All one can say for sure is that reports like Malone's are not implausible. His report is headlined “Is South Africa heading for a civil war?” At the very least it is worth paying attention to the fact that the Daily Mail Online – the world's most popular online news site – is carrying such reports, with an effect on foreign investors which may easily be imagined. We have to take into account the fact that unemployment, both black and white, is growing every month and with the economy locked into zero growth, there are bound to be more and more desperate young men available for such adventures.
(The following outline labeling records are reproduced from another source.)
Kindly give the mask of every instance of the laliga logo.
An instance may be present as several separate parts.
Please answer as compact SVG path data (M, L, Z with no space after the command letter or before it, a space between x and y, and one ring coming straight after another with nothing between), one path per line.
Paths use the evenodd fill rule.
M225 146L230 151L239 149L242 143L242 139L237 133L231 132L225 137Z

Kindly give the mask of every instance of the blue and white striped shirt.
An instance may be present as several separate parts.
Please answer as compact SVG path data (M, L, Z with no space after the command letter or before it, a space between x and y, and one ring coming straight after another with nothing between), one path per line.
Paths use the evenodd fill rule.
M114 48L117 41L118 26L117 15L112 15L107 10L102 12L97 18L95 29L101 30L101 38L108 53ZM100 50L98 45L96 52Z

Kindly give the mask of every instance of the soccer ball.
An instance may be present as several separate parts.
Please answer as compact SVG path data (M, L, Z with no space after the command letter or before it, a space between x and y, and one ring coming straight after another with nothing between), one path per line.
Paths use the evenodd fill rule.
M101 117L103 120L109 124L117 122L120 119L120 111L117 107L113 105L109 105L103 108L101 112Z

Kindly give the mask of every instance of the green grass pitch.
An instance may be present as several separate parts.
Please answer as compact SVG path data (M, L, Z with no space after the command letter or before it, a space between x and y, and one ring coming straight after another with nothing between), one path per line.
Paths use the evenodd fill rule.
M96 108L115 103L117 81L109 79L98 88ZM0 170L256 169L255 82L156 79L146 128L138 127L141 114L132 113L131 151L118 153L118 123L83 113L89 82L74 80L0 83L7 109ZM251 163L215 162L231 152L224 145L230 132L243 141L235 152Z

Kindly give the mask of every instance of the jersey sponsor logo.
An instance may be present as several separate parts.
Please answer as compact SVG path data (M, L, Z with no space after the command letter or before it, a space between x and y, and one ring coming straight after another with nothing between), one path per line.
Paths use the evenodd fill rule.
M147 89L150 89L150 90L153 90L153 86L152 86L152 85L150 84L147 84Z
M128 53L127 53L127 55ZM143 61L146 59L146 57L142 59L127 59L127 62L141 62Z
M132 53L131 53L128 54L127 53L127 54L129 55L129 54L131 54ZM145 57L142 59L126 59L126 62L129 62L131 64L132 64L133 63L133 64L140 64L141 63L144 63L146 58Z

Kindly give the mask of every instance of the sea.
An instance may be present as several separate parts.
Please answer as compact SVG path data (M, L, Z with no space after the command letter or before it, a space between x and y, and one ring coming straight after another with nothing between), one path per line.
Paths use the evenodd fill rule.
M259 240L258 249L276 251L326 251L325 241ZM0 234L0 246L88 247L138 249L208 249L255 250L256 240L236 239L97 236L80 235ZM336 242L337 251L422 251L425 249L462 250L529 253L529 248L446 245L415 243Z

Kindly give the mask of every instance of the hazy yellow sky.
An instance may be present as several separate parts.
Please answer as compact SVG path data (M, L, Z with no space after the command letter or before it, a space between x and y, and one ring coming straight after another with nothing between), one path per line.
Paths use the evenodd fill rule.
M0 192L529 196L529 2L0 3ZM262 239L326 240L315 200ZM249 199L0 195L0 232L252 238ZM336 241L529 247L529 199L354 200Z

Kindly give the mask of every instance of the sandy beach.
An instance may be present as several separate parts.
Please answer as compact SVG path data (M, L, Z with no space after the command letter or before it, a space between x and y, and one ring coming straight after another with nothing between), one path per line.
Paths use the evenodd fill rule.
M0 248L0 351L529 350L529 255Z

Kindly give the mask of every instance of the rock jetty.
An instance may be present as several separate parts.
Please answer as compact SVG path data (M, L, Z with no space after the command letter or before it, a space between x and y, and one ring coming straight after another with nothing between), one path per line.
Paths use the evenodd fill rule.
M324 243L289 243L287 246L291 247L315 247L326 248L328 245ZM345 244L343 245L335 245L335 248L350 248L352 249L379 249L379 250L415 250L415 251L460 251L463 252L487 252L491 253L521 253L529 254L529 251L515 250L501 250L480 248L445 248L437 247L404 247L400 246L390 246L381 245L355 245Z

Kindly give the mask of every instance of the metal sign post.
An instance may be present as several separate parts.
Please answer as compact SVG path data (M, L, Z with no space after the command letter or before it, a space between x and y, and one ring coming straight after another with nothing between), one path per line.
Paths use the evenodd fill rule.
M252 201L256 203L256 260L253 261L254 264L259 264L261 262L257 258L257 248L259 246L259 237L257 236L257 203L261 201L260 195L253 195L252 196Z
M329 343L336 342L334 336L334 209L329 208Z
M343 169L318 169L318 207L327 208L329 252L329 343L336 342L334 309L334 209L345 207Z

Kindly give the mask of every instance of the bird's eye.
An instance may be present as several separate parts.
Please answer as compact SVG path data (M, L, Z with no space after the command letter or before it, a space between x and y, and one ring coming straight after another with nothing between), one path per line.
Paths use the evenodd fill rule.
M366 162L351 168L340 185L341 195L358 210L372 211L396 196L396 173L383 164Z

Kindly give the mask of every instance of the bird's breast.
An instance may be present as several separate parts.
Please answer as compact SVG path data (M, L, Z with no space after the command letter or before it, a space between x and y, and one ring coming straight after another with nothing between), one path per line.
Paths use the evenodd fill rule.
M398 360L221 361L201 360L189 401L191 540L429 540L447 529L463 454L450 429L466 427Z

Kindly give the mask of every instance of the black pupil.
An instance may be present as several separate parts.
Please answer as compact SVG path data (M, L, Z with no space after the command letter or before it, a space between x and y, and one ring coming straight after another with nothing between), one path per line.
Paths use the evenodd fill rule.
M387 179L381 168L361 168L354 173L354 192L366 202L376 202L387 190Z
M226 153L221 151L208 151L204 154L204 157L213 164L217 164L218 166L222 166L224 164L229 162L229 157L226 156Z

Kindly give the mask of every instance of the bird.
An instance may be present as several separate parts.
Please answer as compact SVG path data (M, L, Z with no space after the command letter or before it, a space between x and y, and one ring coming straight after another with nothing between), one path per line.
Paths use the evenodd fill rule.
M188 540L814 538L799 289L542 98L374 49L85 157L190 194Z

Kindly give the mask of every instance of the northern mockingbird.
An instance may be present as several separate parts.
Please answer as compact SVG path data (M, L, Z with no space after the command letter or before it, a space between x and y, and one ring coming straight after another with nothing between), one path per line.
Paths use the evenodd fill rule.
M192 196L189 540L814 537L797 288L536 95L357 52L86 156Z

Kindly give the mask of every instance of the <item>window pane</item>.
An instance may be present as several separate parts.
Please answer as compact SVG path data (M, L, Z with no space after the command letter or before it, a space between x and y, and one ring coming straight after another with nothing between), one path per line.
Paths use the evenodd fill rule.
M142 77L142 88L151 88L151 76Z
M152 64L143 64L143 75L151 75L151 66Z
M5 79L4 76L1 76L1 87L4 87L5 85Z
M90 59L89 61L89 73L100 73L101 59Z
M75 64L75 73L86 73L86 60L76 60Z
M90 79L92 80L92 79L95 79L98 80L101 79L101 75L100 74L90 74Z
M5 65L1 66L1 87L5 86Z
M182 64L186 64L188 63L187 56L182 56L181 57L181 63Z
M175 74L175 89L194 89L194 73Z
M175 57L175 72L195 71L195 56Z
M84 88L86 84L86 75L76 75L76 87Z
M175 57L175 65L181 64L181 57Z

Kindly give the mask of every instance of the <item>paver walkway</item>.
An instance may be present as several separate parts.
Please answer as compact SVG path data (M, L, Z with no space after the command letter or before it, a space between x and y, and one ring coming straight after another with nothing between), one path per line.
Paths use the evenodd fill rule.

In this context the talk of expropriation without compensation is particularly dangerous. Imagine a farmer aged, say 45, - let us call him Piet - who bought his farm fifteen years ago and who has been striving might and main ever since to pay the interest on his mortgage. Piet has had to contend with a financial crisis, drought and farm attacks and, god knows, farming itself is hard enough. He lives on his farm with his wife and three children and he owns no other assets in the world. Talk about the whites having stolen the land long ago doesn't touch him: he paid a good price for it in 2002. If you start talking about expropriating his farm without compensation Piet knows the result will be to throw himself and his family onto the street.
All his back-breaking hard work for the past fifteen years will be simply thrown away. His farm is his life. His chances of other employment will be close to zero. To take his farm without compensation is tantamount to taking away his life. In Zimbabwe there were some farmers like Piet who, faced with Mugabe's war vets trying to invade their farm, simply hunkered down with a good supply of guns and ammunition and sold their lives dearly. True, most didn't. But it would be foolish to under-estimate the forces one is playing with once one begins to talk the way Professor Malikane does.
The country's political leaders of every stripe need to reflect on this. There was a great deal of self-congratulation twenty-five years ago that the country's leaders had headed off approaching civil war. The wars that threatened were of two kinds: a racial war between whites and blacks and an intra-African civil war between Inkatha and the UDF/ANC. Today such hostilities as threaten would take very different shapes. Probably they would be far more about territory. One may gauge the changing atmosphere by the fact that Orania, once regarded as merely a joke, is now taken seriously by many Afrikaners.
It is no longer incredible to imagine secessionist movements and if, God forbid, the country came to blows it is no longer certain that the proponents would be neatly sorted into racial groups. Professor Malikane assumes that if his side took up arms it would carry the country through to a utopian socialism but the “progressive” side, as he puts it, would be just as likely to lose. The “forces of liberation” are not what they were – and even when they were what they were, they could never have defeated their opponents militarily.
The beginning of wisdom, in other words, is to realise that no one should talk as blithely as Professor Malikane does about taking up arms because no group could be sure of victory in such a scenario. It is, of course, a measure of how disastrously ANC governance has failed that it has taken us back to a point where such questions need be raised. One clings hard to Jan Smuts' statement that South Africa is a country in which neither the best, nor the very worst, happens.